Last modified: 2014-08-28 15:27:54 UTC
I don't see a reason anyone would want to use the unindexed 'revision' vs 'revision_userindex'. We can rename 'revision' to revision_noindex, and revision_userindex to revision. Same for the logging table. The problem this causes is tools/users running queries on revision without reading the docs about revision_userindex, and both getting terrible performance themselves and slowing down the server as well.
Agreed. I don't see any good reason why the non-indexed thing behind "revision" should occupy such a privileged name. Is it actually useful for querying? If we can keep "revision_userindex" and make "revision" an alias to it, we can preserve backwards compatibility as well.
According to doc revisions with suppresed username (by os, steward) )are currently only available from revision and not revision_noindex. But i agree that the indexed version should be the default one because most people don't take care when writing sql queries and the special case to have really all revision available is less important because
(In reply to merl from comment #2) > According to doc revisions with suppresed username (by os, steward) )are > currently only available from revision and not revision_noindex. I think you mean revision_userindex :)
The naming convention was selected on the "least surprise" principle; there are a number of rows not available in the _%index views and those rows would be missing without explanation. That said, I'd have no fundamental objection to switching the names around if you think that will make things clearer. I wish MariaDB could be told 'use that view if the query contains a where clause on those columns' :-)
Yeah, I think the rename will actually give people the 'least surprise' - I think running a query you expect to be fast but ends up being super slow and then having to go dig around why is more surprising.
That's not what I meant (performance); currently selection on 'revision' will give you the same result rows as making that same query in production whereas use of 'revision_userindex' may not.
Let me just say that I'm very surprised that either of the tables is missing rows that the other has. Why would "userindex" suggest that some rows have been filtered?
The rows that are filtered in the _userindex views are where the user id and user named have been NULLed because of suppression. You'd never *notice* the missing rows when using _userindex because you'd use that view while having a WHERE clause on those columns and the rows wouldn't have been returned /anyways/. If, on the other hand, you have a where clause on the page columns (to recover a article history), then the rows with suppressed usernames would still show in their proper place as you'd get in production / on-wiki.
Marc, as a regular user of this data, that's very unintuitive. Also: SELECT COUNT(*) FROM revision_userindex WHERE rev_user IS NULL;
That last paragraph should have ended "... if you are using the revision table, but mysteriously missing if you are using revision_userindex".
rev_user may be NULL for reasons /other/ that suppression. :-)

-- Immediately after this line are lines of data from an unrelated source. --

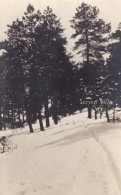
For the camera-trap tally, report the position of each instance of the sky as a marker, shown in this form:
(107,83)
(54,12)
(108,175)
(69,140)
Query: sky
(10,10)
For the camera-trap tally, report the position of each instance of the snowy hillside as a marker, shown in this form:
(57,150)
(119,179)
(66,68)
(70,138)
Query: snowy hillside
(77,157)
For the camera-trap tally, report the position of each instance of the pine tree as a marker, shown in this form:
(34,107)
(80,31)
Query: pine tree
(91,37)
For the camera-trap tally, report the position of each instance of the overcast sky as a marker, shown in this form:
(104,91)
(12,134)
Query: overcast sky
(110,11)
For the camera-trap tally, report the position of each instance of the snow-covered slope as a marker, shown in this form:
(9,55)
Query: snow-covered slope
(77,157)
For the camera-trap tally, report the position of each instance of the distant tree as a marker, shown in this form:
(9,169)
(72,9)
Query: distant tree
(91,34)
(114,67)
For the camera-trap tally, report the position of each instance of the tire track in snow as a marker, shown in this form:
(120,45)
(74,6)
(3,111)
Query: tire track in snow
(111,162)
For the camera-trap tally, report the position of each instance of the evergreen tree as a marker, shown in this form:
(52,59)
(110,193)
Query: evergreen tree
(91,37)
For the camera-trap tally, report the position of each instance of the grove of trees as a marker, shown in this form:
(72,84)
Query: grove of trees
(38,77)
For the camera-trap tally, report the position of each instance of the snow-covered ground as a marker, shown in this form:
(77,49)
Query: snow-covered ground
(77,157)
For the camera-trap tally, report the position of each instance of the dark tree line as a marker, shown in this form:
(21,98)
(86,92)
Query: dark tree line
(38,78)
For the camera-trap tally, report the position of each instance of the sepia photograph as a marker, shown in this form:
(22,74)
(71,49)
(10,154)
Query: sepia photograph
(60,97)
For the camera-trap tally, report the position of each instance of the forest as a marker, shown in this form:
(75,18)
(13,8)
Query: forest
(40,79)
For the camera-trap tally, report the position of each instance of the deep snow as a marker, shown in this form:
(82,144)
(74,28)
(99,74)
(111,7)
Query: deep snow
(77,157)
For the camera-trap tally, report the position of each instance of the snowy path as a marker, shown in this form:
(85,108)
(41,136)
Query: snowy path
(74,158)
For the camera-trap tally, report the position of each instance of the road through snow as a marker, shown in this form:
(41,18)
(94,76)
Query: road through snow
(74,158)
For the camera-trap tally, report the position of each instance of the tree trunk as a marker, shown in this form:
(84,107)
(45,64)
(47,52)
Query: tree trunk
(55,115)
(29,120)
(107,115)
(89,112)
(40,121)
(47,112)
(95,114)
(113,114)
(30,127)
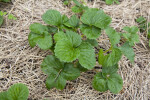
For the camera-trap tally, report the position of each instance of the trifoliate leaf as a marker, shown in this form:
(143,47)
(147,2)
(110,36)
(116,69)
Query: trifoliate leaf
(55,80)
(58,72)
(70,72)
(127,50)
(18,92)
(76,9)
(109,59)
(96,18)
(93,42)
(131,35)
(44,41)
(87,17)
(110,69)
(81,68)
(72,22)
(141,20)
(99,83)
(65,18)
(38,28)
(4,96)
(113,36)
(101,20)
(52,29)
(90,32)
(87,55)
(65,51)
(1,20)
(52,17)
(115,83)
(59,36)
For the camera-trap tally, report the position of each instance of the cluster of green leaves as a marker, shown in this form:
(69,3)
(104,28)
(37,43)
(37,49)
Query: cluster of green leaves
(15,92)
(10,16)
(72,41)
(5,1)
(144,26)
(110,2)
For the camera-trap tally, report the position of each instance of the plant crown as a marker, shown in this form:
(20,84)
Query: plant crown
(72,41)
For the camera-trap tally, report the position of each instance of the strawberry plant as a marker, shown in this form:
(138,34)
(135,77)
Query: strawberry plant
(72,42)
(15,92)
(10,17)
(144,26)
(109,2)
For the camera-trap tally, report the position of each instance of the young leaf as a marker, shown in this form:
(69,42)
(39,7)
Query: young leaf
(1,20)
(4,96)
(18,92)
(38,28)
(99,83)
(127,50)
(115,83)
(87,55)
(113,35)
(90,32)
(131,35)
(52,17)
(67,48)
(72,22)
(44,41)
(58,72)
(93,42)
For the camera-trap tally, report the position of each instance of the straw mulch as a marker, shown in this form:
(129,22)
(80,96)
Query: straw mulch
(19,63)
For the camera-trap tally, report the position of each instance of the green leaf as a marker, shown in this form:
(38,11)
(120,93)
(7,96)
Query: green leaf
(101,57)
(59,36)
(96,18)
(55,80)
(38,28)
(109,2)
(52,17)
(72,22)
(141,20)
(90,32)
(18,92)
(115,83)
(1,20)
(87,55)
(131,35)
(4,96)
(81,68)
(67,49)
(110,69)
(70,72)
(44,41)
(93,42)
(58,72)
(113,35)
(99,83)
(76,9)
(127,50)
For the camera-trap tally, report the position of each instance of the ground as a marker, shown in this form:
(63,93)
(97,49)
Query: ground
(19,63)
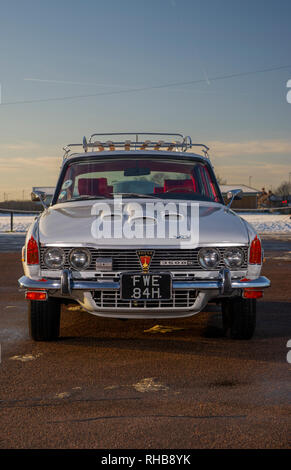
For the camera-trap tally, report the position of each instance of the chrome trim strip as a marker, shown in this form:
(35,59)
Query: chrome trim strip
(55,284)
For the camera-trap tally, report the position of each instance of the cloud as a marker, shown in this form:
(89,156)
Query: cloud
(251,147)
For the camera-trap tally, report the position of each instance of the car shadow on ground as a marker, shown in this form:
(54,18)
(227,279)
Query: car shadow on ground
(200,334)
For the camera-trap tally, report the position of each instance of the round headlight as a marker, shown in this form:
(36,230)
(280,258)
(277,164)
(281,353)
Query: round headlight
(80,258)
(54,258)
(233,257)
(209,258)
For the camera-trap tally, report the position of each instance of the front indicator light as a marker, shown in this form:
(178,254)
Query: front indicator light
(54,258)
(252,294)
(233,257)
(80,258)
(209,258)
(38,295)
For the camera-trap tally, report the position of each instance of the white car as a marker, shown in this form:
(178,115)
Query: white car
(138,228)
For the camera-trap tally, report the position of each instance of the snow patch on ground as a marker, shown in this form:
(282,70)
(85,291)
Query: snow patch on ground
(21,223)
(268,223)
(262,223)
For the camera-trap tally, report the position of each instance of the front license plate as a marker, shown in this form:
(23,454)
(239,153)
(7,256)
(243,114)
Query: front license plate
(146,286)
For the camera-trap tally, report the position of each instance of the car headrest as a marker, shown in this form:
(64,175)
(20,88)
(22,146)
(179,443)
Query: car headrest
(178,186)
(158,190)
(92,187)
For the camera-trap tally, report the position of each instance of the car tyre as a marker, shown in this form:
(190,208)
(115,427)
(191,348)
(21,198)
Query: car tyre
(239,317)
(44,319)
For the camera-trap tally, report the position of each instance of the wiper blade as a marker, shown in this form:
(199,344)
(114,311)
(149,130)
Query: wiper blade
(84,198)
(149,196)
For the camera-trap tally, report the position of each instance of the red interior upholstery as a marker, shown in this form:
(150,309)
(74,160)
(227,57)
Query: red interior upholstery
(178,186)
(158,190)
(93,187)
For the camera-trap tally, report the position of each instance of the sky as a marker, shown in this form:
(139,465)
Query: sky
(50,50)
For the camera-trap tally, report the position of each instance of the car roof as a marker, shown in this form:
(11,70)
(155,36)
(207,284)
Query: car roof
(135,153)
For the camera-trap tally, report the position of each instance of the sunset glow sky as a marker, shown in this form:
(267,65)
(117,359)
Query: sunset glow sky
(63,48)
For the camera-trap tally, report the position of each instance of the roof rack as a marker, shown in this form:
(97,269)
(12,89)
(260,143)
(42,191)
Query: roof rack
(106,141)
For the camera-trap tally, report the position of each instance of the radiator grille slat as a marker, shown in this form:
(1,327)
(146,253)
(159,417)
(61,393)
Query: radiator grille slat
(127,260)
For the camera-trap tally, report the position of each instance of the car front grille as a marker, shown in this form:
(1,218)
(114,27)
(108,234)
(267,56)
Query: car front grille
(111,299)
(127,259)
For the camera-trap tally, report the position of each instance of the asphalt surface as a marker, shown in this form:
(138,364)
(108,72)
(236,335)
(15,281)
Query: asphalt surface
(113,384)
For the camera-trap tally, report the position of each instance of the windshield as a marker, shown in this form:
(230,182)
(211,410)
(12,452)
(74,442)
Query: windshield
(139,177)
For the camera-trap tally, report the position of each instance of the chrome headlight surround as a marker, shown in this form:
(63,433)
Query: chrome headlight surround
(54,258)
(233,257)
(80,258)
(209,258)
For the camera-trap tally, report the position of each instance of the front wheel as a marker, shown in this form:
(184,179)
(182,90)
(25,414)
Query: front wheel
(44,319)
(239,317)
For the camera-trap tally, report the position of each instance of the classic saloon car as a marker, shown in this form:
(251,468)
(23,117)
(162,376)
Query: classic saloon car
(139,229)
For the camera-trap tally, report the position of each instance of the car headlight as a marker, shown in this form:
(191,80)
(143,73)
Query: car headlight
(54,258)
(80,258)
(233,257)
(209,258)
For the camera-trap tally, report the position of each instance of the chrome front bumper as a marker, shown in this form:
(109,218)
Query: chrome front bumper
(66,284)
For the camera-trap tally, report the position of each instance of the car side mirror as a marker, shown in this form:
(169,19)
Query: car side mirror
(39,196)
(234,194)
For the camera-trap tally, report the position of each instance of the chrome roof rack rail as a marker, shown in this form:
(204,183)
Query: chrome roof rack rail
(177,142)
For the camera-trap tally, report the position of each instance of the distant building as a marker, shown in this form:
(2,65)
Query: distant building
(249,197)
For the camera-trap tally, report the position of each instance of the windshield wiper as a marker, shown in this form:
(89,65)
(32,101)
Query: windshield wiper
(150,196)
(84,198)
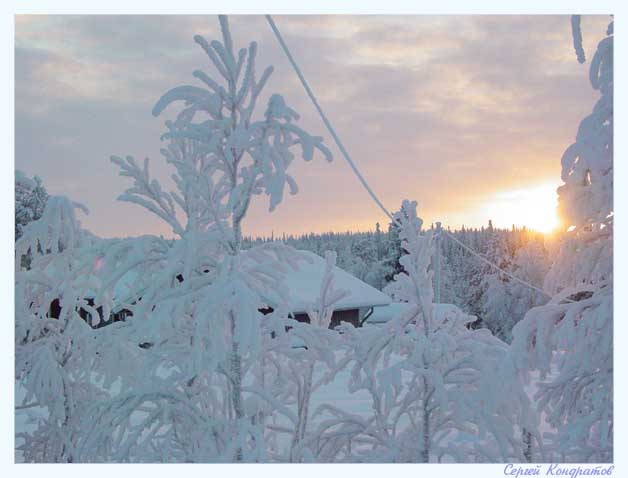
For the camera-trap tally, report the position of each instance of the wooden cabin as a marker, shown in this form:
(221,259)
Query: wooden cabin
(303,289)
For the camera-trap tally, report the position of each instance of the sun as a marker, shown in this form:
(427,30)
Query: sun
(533,207)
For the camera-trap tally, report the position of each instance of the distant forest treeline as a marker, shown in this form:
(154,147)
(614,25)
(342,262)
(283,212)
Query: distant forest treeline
(496,300)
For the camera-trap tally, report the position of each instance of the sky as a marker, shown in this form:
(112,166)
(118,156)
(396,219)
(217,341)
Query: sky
(468,115)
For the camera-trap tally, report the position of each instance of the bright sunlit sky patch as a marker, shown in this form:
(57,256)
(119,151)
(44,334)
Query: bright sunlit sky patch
(469,115)
(533,207)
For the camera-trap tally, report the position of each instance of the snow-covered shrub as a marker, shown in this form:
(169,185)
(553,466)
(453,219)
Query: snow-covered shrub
(30,200)
(199,390)
(570,340)
(54,345)
(440,391)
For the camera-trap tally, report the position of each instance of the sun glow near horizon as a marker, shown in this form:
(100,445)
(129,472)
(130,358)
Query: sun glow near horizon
(533,207)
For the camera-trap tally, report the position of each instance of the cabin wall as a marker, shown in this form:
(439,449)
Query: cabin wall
(352,316)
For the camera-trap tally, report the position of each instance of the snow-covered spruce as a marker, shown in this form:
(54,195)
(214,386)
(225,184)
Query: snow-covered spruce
(439,391)
(571,338)
(203,393)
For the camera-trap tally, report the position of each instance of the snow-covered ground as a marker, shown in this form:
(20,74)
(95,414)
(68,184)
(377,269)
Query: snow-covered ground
(334,393)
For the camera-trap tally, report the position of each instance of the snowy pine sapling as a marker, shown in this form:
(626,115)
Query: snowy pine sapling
(197,307)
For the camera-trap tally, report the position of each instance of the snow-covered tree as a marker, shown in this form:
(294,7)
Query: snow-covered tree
(439,391)
(570,340)
(181,379)
(54,346)
(30,200)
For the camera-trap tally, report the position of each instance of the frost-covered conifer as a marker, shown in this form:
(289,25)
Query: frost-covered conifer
(30,200)
(439,391)
(570,339)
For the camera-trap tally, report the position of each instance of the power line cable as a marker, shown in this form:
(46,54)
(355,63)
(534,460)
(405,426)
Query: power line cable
(354,167)
(330,128)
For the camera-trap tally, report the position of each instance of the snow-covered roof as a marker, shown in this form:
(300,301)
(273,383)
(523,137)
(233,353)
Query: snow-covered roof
(304,286)
(382,315)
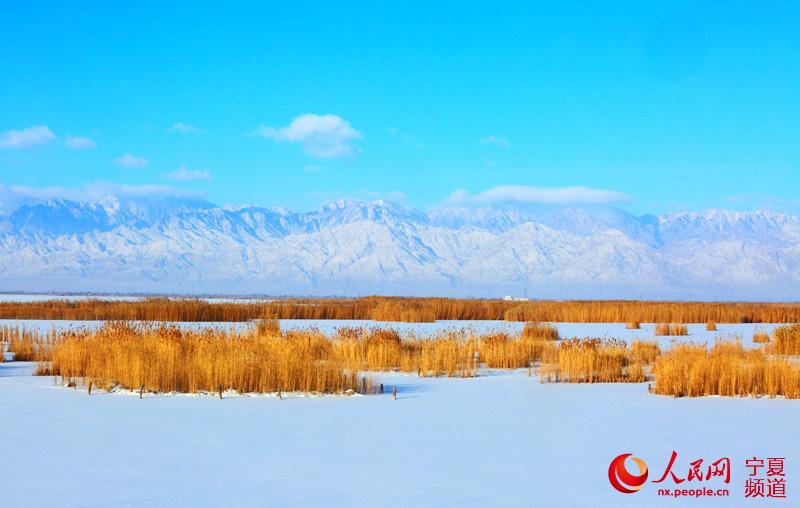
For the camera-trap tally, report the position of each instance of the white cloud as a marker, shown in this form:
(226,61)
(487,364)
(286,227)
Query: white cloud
(495,140)
(131,161)
(80,143)
(26,138)
(183,128)
(322,136)
(546,195)
(184,174)
(92,192)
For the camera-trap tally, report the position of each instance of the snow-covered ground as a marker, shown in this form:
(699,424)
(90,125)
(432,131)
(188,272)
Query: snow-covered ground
(502,439)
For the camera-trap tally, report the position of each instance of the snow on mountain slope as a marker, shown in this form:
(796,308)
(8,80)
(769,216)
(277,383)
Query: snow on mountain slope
(352,247)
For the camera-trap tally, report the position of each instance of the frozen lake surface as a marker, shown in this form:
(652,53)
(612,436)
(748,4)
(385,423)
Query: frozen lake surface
(502,439)
(697,332)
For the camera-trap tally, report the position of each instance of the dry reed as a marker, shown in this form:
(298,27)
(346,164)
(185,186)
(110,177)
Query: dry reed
(786,340)
(671,329)
(692,370)
(645,352)
(589,361)
(167,359)
(407,309)
(760,336)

(In reply to Aaron Halfaker from comment #9) > Marc, as a regular user of this data, that's very unintuitive. Indeed it is, albeit clearly documented at: https://wikitech.wikimedia.org/wiki/Nova_Resource:Tools/Help#Tables_for_revision_or_logging_queries_involving_user_names_and_IDs This is what I meant by 'least surprise'; if you use the revision view, you get the expected (every row) result. If you have a where clause on rev_user or rev_user_text (that isn't IS NULL for the obvious reason) then you *also* get every row you would have gotten from revision. The unintuitive result occurs /only/ if you use revision_userindex while not also selecting on the value of rev_user. This is why the _userindex table was not made the default.
Honestly this is a case where we just need to train our users to use the correct view. Nothing should be changed on the server side. As it should reflect production on production tables. From what I have seen from tools labs our documentation/how to/support system is in need of a complete overhaul and a lot of improvements need to be made. This is an easy case where the two tables play different roles and the users who use them should know the differences. Im not sure where the indexes are (rev_user, rev_user_text, multi-colum, or dual indexes) but depending on what your looking for those indexes may or may not help you.
After careful consideration, the necessity of having revision provide the same view as in production wins over the potential confusion of having some rows missing unless you query a different view.